Nakajima Kosei, Ino Yoshinori
Division of Molecular Pathology, National Cancer Center Research Institute, 5-1-1 Tsukiji, Chuo-ku, 104-0045, Tokyo Japan.
Division of Translational Research, Exploratory Oncology Research & Clinical Trial Center, National Cancer Center, 5-1-1 Tsukiji, Chuo-ku, 104-0045, Tokyo Japan.
Oncol Res. 2025 Jun 26;33(7):1769-1779. doi: 10.32604/or.2025.063419. eCollection 2025.
Neoadjuvant/preoperative therapy (NAT) involves the administration of chemotherapy, with or without radiation, prior to surgical resection. This approach is commonly used for locally advanced tumors to reduce tumor volume, improve resectability, and minimize the need for extensive surgical procedures. While NAT has been shown to be effective in inducing local anti-tumor immunity in potentially resectable solid tumors, the underlying molecular mechanisms remain poorly understood.
Cohort samples from pancreatic cancer patients who underwent NAT (n = 26) and those who did not (n = 20) were analyzed. Changes in the immune microenvironment induced by NAT were assessed using stratified bioinformatic approaches, including heatmap analysis of immune-related genes selected via Gene Ontology, Gene Set Enrichment Analysis (GSEA) with the immunologic signature database, and Ingenuity Pathway Analysis (IPA). Findings were further validated through immunohistochemical analysis.

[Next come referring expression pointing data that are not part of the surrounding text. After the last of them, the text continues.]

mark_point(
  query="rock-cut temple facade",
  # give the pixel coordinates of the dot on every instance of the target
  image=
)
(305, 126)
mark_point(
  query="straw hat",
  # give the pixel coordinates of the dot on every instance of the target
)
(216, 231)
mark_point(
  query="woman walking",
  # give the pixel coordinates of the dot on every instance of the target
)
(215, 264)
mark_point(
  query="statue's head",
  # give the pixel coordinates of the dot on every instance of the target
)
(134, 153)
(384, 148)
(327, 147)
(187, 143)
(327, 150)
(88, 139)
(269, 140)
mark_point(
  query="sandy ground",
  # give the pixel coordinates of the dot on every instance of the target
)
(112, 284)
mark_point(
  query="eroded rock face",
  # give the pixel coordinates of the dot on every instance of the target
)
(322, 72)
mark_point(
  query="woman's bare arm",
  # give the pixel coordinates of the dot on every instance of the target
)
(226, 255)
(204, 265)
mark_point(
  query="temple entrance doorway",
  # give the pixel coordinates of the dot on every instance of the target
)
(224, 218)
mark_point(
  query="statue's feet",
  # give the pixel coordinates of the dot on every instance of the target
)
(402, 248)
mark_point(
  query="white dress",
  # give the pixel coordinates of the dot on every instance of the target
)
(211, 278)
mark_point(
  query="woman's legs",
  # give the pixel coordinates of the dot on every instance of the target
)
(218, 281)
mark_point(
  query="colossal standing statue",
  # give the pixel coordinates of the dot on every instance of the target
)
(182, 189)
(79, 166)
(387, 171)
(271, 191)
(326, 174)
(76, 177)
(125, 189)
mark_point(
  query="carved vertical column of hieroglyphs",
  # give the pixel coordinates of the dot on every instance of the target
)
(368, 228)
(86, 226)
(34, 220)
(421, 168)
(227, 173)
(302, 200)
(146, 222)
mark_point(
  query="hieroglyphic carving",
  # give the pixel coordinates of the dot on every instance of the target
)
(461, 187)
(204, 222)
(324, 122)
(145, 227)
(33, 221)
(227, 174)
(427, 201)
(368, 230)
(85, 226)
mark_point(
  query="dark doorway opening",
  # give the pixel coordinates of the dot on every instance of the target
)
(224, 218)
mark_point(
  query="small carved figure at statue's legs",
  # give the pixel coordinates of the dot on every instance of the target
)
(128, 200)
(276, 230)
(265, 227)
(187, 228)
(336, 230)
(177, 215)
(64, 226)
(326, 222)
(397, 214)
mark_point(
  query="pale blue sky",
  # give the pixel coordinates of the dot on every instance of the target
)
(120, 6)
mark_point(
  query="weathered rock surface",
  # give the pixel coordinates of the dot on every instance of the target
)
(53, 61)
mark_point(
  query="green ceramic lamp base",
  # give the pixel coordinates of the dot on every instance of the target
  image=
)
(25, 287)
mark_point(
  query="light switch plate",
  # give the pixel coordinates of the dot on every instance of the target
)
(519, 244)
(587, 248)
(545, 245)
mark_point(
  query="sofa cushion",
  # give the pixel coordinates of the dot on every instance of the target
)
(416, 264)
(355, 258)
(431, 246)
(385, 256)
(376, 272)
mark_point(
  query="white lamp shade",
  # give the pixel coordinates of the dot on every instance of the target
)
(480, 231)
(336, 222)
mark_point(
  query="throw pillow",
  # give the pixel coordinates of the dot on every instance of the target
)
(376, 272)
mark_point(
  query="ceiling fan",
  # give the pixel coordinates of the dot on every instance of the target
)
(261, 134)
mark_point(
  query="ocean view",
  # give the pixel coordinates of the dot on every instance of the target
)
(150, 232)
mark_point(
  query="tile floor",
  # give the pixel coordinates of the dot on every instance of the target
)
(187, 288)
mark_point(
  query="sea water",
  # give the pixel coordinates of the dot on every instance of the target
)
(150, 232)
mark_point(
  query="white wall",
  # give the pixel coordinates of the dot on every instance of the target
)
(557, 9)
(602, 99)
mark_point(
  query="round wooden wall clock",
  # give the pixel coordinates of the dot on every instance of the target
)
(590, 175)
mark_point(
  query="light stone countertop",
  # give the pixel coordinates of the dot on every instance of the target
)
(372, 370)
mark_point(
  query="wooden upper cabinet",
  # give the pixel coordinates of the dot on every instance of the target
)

A comprehensive, stratified evaluation integrating pathological and bioinformatic approaches revealed that NAT induced the upregulation of 212 genes, including DC-SIGN (CD209), and activated 13 immune-associated pathways, such as T-cell receptor (TCR) signaling. Additionally, NAT promoted an increased shift toward CD8 (+) T-cell populations through the upregulation of MAL (T-cell differentiation protein). Immunohistochemical analysis further confirmed a significant accumulation of DC-SIGN (+) dendritic cells and MAL (+) lymphocytes in NAT-treated patients.
NAT enhances anti-tumor immunity by promoting CD8 (+) T-cell generation through the activation of DC-SIGN (+) dendritic cells and MAL (+) lymphocytes. This study is the first to report an increase in MAL (+) lymphocytes following NAT. Given its potential significance, further investigation in other solid tumors treated with NAT is warranted.
新辅助/术前治疗(NAT)包括在手术切除前给予化疗,可联合或不联合放疗。这种方法常用于局部晚期肿瘤,以减小肿瘤体积、提高可切除性并尽量减少广泛手术操作的必要性。虽然NAT已被证明在潜在可切除实体瘤中诱导局部抗肿瘤免疫有效,但其潜在分子机制仍知之甚少。
分析了接受NAT的胰腺癌患者(n = 26)和未接受NAT的胰腺癌患者(n = 20)的队列样本。使用分层生物信息学方法评估NAT诱导的免疫微环境变化,包括通过基因本体选择的免疫相关基因的热图分析、使用免疫特征数据库的基因集富集分析(GSEA)以及 Ingenuity 通路分析(IPA)。通过免疫组织化学分析进一步验证研究结果。
综合病理和生物信息学方法的分层评估显示,NAT诱导了212个基因的上调,包括DC-SIGN(CD209),并激活了13条免疫相关通路,如T细胞受体(TCR)信号通路。此外,NAT通过上调MAL(T细胞分化蛋白)促进了向CD8(+) T细胞群体的增加转变。免疫组织化学分析进一步证实,在接受NAT治疗的患者中,DC-SIGN(+)树突状细胞和MAL(+)淋巴细胞显著聚集。
NAT通过激活DC-SIGN(+)树突状细胞和MAL(+)淋巴细胞促进CD8(+) T细胞生成,从而增强抗肿瘤免疫。本研究首次报道了NAT后MAL(+)淋巴细胞增加。鉴于其潜在意义,有必要对接受NAT治疗的其他实体瘤进行进一步研究。